Peace activist Ghaida Rinawie Zoabi will be on Meretz’s list for the March 23 election, the left-wing party said Monday at a Tel Aviv press conference in an apparent effort to woo Arab voters.

Rinawie Zoabi is the founding executive director of Injaz – Centre for Professional Arab Local Governance. She is not directly related to former Balad MK Haneen Zoabi or pro-Israel advocate Muhammad Zoabi.

Once approved by Meretz’s institutions, Rinawie Zoabi’s selection will ensure the representation of two Arab candidates in the top five on the Meretz list, three non-Jews in the top 10, as well as equal representation of 50% men and 50% women in the top 10.

“I am an Arab Palestinian who lives in Israel and whose family has lived here for centuries,” Rinawie Zoabi said. “We lost almost everything in 1948. But I am not here to dwell on the past, and I am not a victim. I come to you as an equal among equals.”

A lasting peace agreement between Israel and Palestinians is possible, she said.

Rinawie Zoabi mocked Prime Minister Benjamin Netanyahu for wooing Arab voters.

“The Arab population is not stupid,” she said. “They know who doesn’t zigzag and who truly helps them.”

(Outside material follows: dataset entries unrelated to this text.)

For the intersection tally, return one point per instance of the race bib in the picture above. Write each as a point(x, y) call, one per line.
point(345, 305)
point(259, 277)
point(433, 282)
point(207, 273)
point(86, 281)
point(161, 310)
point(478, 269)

Meretz faction head Tamar Zandberg welcomed Rinawie Zoabi to Meretz. She accused Community Development Minister Orly Levy-Abecassis and others of vetoing Arab candidates ahead of the last election. She blamed Derech Eretz MKs Zvi Hauser and Yoaz Hendel for preventing a coalition with Arabs.

“Levy, Hauser and Hendel ran on a ticket of “anyone but Bibi,” but they made it “anyone but Arabs,” Zandberg said.

Rinawie Zoabi will be included on the list in place of former MK Ilan Gilon, who decided not to run in this election campaign due to health issues. The other candidates on the list will remain in place.

The list will be headed by Nitzan Horowitz, Zandberg and Yair Golan. Former MKs Esawi Frej, Mossi Raz and Michal Rozin will be fifth through seventh after Rinawie Zoabi. After human-rights lawyer Gabi Lasky, the ninth candidate will be Druze candidate Ali Salalha from Beit Jann. The 10th will be Tel Aviv Councilwoman Mehereta Baruch-Ron, who is an immigrant from Ethiopia.

Speaking in Arabic, Frej predicted that Meretz would get 30% to 40% of the Arab vote

“Meretz comes to Arabs as partners, not a source for votes,” he said.

Idan Zonshine contributed to this report.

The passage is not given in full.